Nurit Peled-Elhanan (ogerlitz@cs.huji.ac.il)

Influencé par la guerre, Dylan Thomas a écrit un poème intitulé: «Et la mort n’aura pas d’empire». En Israël elle a un empire. Ici la mort règne et le gouvernement d’Israël est un gouvernement de la mort. Alors, la chose la plus surprenante - concernant l’attaque terroriste d’hier à Jérusalem et toutes les attaques – est que les Israéliens en soient tellement surpris.

La propagande et l’endoctrinement réussissent à faire transmettre les nouvelles de ces attaques comme si elles n’avaient rien à faire avec la réalité israélienne. Les faits présentés par les médias israéliens (et américains) sont l’histoire d’assassins « arabes » et de victimes israéliens dont le seul péché consiste à demander sept jours de grâce.

Il n’est même pas nécessaire de retracer les faits d’il y a un an, il en suffit de semaines, de journées et même des dernières heures, pour savoir que les choses sont différentes, que chaque attaque est l’anneau d’une chaîne d’horribles événements ensanglantés qui n’ont pas cessé durant 34 ans, et dont la cause est une occupation brutale. Une occupation qui comprend l’humiliation, la famine, le refus de moyens d’existence, la démolition de maisons, la destruction de récoltes, le meurtre d’enfants, la détention de mineurs sans inculpation ni jugement dans des conditions abominables, la mort de bébés aux points de contrôle, les tromperies politiques.

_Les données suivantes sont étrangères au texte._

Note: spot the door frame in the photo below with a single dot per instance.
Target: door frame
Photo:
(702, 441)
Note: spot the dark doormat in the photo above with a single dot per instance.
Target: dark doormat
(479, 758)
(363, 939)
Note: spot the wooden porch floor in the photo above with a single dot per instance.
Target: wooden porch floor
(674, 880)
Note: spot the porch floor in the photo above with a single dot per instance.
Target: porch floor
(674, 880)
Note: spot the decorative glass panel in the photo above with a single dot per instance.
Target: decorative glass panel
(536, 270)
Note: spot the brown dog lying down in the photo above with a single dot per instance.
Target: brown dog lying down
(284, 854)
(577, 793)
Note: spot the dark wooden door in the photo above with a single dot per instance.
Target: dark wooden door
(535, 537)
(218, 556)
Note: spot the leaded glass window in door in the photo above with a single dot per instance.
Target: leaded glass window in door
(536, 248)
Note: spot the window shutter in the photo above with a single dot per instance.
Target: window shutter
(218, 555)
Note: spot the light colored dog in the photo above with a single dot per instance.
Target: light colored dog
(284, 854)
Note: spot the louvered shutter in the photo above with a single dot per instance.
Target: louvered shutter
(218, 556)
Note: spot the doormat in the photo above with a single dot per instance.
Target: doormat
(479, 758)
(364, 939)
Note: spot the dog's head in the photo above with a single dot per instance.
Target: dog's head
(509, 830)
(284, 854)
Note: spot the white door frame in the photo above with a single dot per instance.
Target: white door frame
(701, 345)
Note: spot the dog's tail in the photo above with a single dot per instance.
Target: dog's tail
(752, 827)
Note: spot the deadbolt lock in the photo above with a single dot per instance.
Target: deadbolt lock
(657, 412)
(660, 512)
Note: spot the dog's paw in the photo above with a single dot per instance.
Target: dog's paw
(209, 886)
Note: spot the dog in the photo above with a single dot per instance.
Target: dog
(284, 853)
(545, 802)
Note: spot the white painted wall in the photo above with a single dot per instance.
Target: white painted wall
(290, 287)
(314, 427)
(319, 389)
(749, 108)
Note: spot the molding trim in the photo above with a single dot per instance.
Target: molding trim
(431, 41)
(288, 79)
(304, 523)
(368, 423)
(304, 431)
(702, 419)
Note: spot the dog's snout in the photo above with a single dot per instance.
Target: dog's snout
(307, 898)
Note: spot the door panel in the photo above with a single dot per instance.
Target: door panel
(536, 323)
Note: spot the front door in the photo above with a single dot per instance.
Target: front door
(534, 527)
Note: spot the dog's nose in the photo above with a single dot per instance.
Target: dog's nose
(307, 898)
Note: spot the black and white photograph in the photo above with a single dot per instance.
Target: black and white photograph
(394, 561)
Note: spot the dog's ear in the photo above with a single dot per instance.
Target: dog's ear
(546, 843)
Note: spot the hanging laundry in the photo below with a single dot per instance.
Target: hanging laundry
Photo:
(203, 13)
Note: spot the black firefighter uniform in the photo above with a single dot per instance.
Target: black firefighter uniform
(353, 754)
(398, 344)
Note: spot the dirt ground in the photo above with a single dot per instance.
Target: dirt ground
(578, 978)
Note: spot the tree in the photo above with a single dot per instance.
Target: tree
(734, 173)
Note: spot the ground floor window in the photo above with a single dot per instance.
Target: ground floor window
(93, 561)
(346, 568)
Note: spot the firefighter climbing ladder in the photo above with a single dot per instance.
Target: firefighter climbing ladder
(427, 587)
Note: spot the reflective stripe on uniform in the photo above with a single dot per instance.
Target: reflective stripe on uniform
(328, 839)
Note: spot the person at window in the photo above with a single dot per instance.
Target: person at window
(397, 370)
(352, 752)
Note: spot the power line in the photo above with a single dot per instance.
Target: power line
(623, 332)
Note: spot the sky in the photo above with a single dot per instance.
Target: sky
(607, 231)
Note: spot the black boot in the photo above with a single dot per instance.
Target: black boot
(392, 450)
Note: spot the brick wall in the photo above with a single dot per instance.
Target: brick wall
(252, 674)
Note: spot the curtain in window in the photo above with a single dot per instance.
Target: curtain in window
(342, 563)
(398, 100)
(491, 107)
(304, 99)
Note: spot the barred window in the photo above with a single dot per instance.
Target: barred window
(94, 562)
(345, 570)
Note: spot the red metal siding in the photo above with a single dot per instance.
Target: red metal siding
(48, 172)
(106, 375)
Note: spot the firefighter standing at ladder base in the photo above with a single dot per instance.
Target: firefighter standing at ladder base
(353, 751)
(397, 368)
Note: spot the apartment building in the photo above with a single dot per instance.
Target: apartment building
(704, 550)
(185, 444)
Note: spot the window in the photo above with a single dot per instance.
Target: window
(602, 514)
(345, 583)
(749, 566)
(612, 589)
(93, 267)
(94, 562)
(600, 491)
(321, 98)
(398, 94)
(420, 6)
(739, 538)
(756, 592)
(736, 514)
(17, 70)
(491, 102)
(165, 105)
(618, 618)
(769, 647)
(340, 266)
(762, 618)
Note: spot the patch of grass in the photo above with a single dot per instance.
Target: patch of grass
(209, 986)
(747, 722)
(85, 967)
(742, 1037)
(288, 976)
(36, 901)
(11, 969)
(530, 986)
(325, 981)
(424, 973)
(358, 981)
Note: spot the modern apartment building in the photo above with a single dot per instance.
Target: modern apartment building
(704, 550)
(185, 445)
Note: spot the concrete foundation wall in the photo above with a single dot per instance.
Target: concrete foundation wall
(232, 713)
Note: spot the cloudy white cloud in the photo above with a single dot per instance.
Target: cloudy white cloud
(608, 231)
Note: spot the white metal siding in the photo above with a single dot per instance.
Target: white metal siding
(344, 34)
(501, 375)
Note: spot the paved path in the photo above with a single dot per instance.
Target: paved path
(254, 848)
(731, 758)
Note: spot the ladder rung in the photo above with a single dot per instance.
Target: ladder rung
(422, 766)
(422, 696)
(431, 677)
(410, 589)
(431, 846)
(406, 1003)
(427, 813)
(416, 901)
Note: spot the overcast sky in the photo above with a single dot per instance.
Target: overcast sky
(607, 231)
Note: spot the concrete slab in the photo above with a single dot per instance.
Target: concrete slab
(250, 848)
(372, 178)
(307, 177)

La semaine passée, après l’assassinat de Abu Hunud, une journaliste de « Yediot Aharonot » m’a demandé si je me sentais « soulagée ». Si je n’avais pas eu peur qu’un tel meurtrier se déplace librement. Je lui ai dit que je ne me sentais pas soulagée, et que je ne pouvais me sentir soulagée tant que les meurtriers d’enfants palestiniens circulaient librement. Le meurtre de ces enfants, tout comme le meurtre d’un homme - aussi suspect soit-il - sans inculpation ni jugement, ou le meurtre, hier peu avant l’attaque, d’un enfant de dix ans, garantissent que, désormais, aucun enfant israélien ne pourra aller à l’école en sûreté. Désormais, tous les enfants israéliens payeront pour la mort des cinq enfants à Gaza et d’autres enfants à Jénin, à Ramallah et à Hébron.

Les Palestiniens ont appris des Israéliens que chaque victime doit être vengée par une dizaine, une centaine, de victimes. Ils l’ont proclamé maintes fois: tant qu’il n’y a pas de paix à Ramallah et à Jénin, il n’y aura pas de paix à Jérusalem et à Tel Aviv. Ce ne sont donc pas les Palestiniens qui doivent observer sept jours de grâce, mais plutôt les Forces Israéliennes de l’Occupation.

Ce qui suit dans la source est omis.